Andries Ruckers, another son of the elder Hans, was born in 1579. In 1619, the Guild of St. Luke ordered a clavecin from him. The Museum of the Brussels Conservatory owns one dated 1613, with one keyboard and four octaves. The Musée Archéologique of Bruges owns a bent side one, dated 1624, of 5 octaves and 3 stops, and the Musée du Steen, Antwerp has a bent side one, undated, with 3 stops and two keyboards, the lower one 4 octaves and the upper 3¾ octaves. In the South Kensington Museum there is another by Andries Ruckers, said to have been Handel’s. This is dated 1651, and inscribed Sic transit Gloria Mundi and Acta Virum Probant. On the belly of the instrument, of the bent side shape, a concert of monkeys is represented. One monkey is conducting.

Andries Ruckers the younger, born in 1617, married a daughter of Dirck de Vries, also a clavecin-maker. The Château de Perceau, near Cosné, owned a bent side clavecin by Andries the younger, dated 1655. Its case was painted in blue camaïeu in the rococo style. This passed to a private collector.

Christofel Ruckers was the last important member of this family of clavecin-makers.

A beautifully decorated clavecin occurs in the picture of The Young Scholar and His Sister, by Cocx (Coques) in the Cassel Gallery. The room is decorated with hangings of blue leather, ornamented with gold, above which hang pictures in ebony frames. The young man is seated at a table beneath the window and his sister is at the clavecin opposite. The latter is exquisitely painted, the top showing the story of Apollo and Marsyas.

Plate XXII.Design for Goldsmith’s Work, by Adrian Collaert.

In the latter part of the sixteenth and throughout the seventeenth centuries, the bass viol was much played in England, France and the Low Countries and was called the viol da gamba. This instrument frequently appears in the works of the Dutch masters, in which not unfrequently ladies are represented playing it, as, for example, in Jan Verkolje’s (1650–93) Musical Party in the Rijks Museum, Amsterdam, where the lady is seated upon a low-backed leather chair with her foot upon a foot-warmer. The instrument is turned from the spectator.

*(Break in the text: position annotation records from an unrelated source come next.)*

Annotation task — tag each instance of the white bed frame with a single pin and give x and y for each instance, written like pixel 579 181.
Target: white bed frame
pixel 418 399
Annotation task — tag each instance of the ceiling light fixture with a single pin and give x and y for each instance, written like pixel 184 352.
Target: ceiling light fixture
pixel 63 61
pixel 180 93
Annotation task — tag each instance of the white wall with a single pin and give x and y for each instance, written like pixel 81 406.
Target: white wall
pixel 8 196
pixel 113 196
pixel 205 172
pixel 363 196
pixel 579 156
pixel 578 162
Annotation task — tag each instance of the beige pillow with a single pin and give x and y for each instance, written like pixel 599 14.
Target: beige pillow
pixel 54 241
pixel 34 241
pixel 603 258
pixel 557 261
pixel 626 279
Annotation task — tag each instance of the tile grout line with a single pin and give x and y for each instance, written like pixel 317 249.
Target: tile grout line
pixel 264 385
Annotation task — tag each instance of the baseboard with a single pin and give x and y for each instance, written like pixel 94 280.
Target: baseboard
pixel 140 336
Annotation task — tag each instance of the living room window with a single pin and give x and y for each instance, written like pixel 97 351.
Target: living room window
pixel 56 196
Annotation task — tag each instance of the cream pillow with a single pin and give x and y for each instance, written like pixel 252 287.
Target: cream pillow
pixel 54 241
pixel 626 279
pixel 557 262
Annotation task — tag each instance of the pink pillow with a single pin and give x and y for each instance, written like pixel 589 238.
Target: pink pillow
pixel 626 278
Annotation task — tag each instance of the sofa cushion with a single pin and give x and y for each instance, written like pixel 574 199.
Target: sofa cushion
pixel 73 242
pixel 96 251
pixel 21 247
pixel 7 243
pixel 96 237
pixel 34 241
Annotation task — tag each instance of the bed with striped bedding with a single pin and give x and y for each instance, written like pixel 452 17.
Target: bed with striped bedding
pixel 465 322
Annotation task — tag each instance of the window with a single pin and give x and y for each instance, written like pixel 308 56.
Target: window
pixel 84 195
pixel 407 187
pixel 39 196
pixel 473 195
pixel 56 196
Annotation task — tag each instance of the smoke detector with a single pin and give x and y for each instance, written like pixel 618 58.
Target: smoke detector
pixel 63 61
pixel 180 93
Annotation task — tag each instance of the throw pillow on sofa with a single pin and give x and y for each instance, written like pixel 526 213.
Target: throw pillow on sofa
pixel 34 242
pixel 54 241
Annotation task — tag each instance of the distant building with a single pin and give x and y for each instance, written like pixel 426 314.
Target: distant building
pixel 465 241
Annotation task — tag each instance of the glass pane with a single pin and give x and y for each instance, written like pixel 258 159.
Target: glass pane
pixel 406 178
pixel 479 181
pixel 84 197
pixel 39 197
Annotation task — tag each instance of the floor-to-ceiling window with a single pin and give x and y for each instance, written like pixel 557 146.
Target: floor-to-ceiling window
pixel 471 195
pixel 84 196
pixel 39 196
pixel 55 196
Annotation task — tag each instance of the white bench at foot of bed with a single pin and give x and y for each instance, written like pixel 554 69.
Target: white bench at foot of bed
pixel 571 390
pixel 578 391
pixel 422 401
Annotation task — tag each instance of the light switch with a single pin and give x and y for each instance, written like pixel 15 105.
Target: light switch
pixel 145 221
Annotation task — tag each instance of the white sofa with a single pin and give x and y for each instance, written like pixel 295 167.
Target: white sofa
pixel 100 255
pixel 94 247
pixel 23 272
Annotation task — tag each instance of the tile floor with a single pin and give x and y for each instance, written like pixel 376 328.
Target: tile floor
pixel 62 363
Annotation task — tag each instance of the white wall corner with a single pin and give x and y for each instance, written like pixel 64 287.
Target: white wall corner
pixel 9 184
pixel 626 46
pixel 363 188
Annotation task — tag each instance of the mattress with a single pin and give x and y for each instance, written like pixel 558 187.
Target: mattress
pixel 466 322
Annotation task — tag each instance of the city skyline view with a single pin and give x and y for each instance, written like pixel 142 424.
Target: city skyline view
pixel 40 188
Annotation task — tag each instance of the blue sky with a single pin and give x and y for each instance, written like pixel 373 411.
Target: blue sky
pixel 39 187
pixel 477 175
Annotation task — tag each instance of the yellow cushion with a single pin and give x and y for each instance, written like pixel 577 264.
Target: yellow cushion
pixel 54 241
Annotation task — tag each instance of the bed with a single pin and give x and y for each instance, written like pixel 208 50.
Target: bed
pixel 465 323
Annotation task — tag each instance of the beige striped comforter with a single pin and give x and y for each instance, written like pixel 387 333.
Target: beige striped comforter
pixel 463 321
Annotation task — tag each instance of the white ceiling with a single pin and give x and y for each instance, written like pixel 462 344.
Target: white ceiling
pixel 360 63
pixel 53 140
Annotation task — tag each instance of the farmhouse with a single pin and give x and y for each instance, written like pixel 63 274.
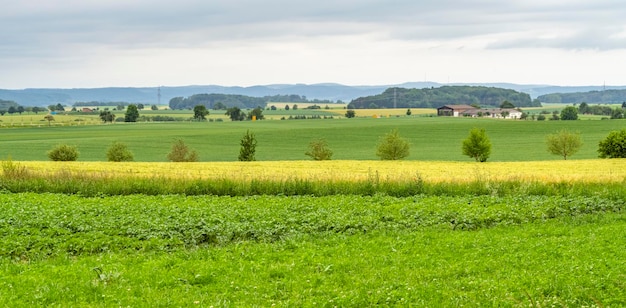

The lute, which so frequently appears in early pictures, was superseded about 1600 by the theorbo, or double-necked lute with two sets of strings and two sets of tuning pegs. The theorbo is represented in Terborch’s Lute-Player in The Cassel Gallery; a lute also appears in Van Mieris’s The Painter and his Wife in the Hague Gallery, a charming domestic picture, in which the painter is teasing a puppy and its mother. The lute lies carelessly on the table.

Brassware contributed very greatly to the brightness and cheerfulness of an apartment during the Renaissance period as well as during the centuries before and after. The chandelier with its graceful curves appears in many a picture; and the best art of the day was devoted to the hearth-furnishings. Dogs and andirons assumed large proportions and considerable decorative importance. An interesting Flemish dog of the sixteenth century is represented in Fig. 28. It is similar to those metal andirons on the hearth in Plate XXIV. Besides human and animal figures, this kind of dinanderie assumed many other forms. Other kinds of dinanderie, consisting of candlesticks of human figures in contemporary costumes are shown in Fig. 29 and Fig. 30.